The monastic day would have been oriented around a cycle of prayer and hymns, a cycle itself attuned to the changing liturgy of the year. Prayers, psalms and hymns would all have been in Latin and the need to know Latin created a need for education and literacy. We know little of such matters for Glasgow in the early middle ages. Kentigern, traditionally, was educated by Saint Serf at Culross, but ecclesiastical sites like Glasgow and Govan probably housed lectors who would teach the younger monks and possibly also members of the lay population. That there were religious houses containing scriptoria, or writing workshops, is implied by the probable composition and preservation of early poetry in the local vernacular language, a relative of Welsh, in the Glasgow area, the earliest stratum of the poetry that goes under the name of The Gododdin.
That poem is a secular one, mourning the death of young warriors in a disastrous campaign; it upholds and glorifies the belief system of the military aristocracy, beliefs scarcely mitigated by the espousal of Christianity among local rulers. The real conflict between Christianity and other values in the early middle ages was not with latent "paganism", but with the values of the courts of kings like Rhydderch Hen, ruler of Dumbarton in the late 6th century; or Morgant, perhaps the ruler of the area around Glasgow. The conflict is expressed, however formulaically, in the lives of saints, like those of Kentigern. The Christian preacher had to rebuke the values of the military aristocracy, based as it was on violence, on raiding from other neighbouring Christians, on glory in battle and boasting in the mead-hall. Its key strengths could be seen, from a Christian point of view, as vices: they might consider seeking for fame as the vice of pride, bravery in battle as anger, feasting and carousing as gluttony and so on. That is not to imply that the two fields of belief, court and church, did not intersect.
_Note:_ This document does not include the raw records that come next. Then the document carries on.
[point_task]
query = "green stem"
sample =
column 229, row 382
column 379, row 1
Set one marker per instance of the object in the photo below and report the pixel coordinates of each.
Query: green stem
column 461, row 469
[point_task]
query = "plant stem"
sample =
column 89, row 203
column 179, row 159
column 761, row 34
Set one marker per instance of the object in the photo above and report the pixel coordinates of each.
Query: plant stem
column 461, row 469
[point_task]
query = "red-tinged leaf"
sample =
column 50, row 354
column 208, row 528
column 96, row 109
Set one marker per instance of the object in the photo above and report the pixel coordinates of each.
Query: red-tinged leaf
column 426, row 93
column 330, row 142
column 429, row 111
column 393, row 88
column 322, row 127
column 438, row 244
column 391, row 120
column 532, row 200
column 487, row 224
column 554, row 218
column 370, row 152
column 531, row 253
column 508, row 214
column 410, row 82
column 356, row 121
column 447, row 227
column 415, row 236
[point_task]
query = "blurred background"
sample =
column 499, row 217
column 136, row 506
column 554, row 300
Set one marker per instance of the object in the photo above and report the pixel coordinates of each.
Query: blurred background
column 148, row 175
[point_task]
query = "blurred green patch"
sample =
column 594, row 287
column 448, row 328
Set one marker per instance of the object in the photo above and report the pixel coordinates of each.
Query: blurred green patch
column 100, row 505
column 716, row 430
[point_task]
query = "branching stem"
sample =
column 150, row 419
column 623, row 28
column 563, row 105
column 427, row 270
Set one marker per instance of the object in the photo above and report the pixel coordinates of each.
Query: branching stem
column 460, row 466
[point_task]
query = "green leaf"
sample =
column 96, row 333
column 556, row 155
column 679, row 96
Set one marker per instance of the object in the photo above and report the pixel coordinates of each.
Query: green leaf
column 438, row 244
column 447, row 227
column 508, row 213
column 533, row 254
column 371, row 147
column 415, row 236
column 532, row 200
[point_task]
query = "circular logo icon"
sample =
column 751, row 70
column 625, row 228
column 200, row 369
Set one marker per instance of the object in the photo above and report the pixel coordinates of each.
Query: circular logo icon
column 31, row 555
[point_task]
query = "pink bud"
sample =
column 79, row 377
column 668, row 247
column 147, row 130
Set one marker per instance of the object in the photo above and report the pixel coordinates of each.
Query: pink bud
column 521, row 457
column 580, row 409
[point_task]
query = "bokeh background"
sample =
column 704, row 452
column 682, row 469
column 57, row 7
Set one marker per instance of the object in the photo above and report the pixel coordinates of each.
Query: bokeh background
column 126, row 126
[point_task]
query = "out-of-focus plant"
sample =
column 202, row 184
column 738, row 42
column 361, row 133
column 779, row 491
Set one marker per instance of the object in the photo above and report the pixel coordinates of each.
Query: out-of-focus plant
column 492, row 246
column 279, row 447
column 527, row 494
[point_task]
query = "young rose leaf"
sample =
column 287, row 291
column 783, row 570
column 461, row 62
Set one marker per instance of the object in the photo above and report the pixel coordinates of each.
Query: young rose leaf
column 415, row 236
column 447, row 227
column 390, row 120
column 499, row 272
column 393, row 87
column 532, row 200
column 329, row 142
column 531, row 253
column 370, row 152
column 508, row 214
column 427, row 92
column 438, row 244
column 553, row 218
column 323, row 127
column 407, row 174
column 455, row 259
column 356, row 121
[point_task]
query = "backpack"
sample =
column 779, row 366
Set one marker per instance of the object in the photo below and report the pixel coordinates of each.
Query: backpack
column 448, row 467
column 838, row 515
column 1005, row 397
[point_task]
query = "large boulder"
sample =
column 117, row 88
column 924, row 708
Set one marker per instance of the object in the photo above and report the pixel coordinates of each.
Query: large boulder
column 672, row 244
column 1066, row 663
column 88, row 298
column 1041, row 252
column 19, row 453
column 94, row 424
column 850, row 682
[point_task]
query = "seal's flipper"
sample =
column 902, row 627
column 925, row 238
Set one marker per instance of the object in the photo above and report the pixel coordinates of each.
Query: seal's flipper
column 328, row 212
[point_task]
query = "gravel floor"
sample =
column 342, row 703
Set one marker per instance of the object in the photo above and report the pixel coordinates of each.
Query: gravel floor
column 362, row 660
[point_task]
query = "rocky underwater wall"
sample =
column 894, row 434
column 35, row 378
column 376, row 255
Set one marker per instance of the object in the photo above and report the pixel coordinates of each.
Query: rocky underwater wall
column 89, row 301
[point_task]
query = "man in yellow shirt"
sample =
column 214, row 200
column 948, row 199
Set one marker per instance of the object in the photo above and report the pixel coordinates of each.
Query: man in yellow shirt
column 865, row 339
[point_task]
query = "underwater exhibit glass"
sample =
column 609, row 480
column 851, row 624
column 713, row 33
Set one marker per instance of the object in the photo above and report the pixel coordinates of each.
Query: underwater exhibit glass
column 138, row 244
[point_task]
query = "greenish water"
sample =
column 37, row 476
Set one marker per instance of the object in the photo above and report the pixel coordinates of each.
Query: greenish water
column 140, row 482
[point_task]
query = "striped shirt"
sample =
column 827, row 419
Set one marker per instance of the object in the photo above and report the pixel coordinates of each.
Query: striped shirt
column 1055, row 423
The sculpture at Govan, which belongs to the 9th-11th centuries, testifies to networks of patronage and power that bound the two together.
The rise of Glasgow as a centre in the 12th century came on the back of such networks, and saw a re-orientation of its role as a promoter of Christian values and learning, a role which would increase and change over the years of the later middle ages. The establishment of Glasgow Cathedral by David I belonged to a period in which the political, ethnic and linguistic nature of the whole area of Clydesdale was being changed. By the 1160s, Glasgow's community seems to consist largely of clerics of non-local origin, though this was no doubt a temporary phenomenon. William the Clerk, in his song on the death of Somerled in 1164, could envisage this community and its bishop standing stoutly against the incoming raids by westerners and northerners. Already a civic conscience seems to be developing, one linked to the Cathedral and its saint. The Cathedral community in the 12th century was drawn from a reformation-minded clerical class, whose sense of what it was to be a Christian was less open-ended than in previous centuries. To this period belongs Glasgow's first and most explicit linkage to the newly powerful papacy, achieved as a means of bypassing southern jurisdiction. Certainly Glasgow shows every sign of being in direct and close touch with developments in belief and education that were sweeping Europe in the 12th and 13th centuries.
If the clerics of Glasgow had to go elsewhere for higher theological training for much of the later middle ages, the establishment of a university here in 1451 changes that. Grammar was taught as well as theology: the universities became key centres for the discontent that, fuelled by the atmosphere of controversy, would lead to the collapse and vilification of much of the distinctive culture that was late medieval Christianity in Scotland, in the period after 1560.
It is too easy to concentrate on the clerics. From the earliest period until 1560 and beyond, lay people produce evidence of their investment in the beliefs of Christianity, whether that be in our earliest Christian graves in southern Scotland, mostly in non-church contexts, or in their establishment of altars, of collegiate churches, their patronage of parish churches and their devotion to local saints.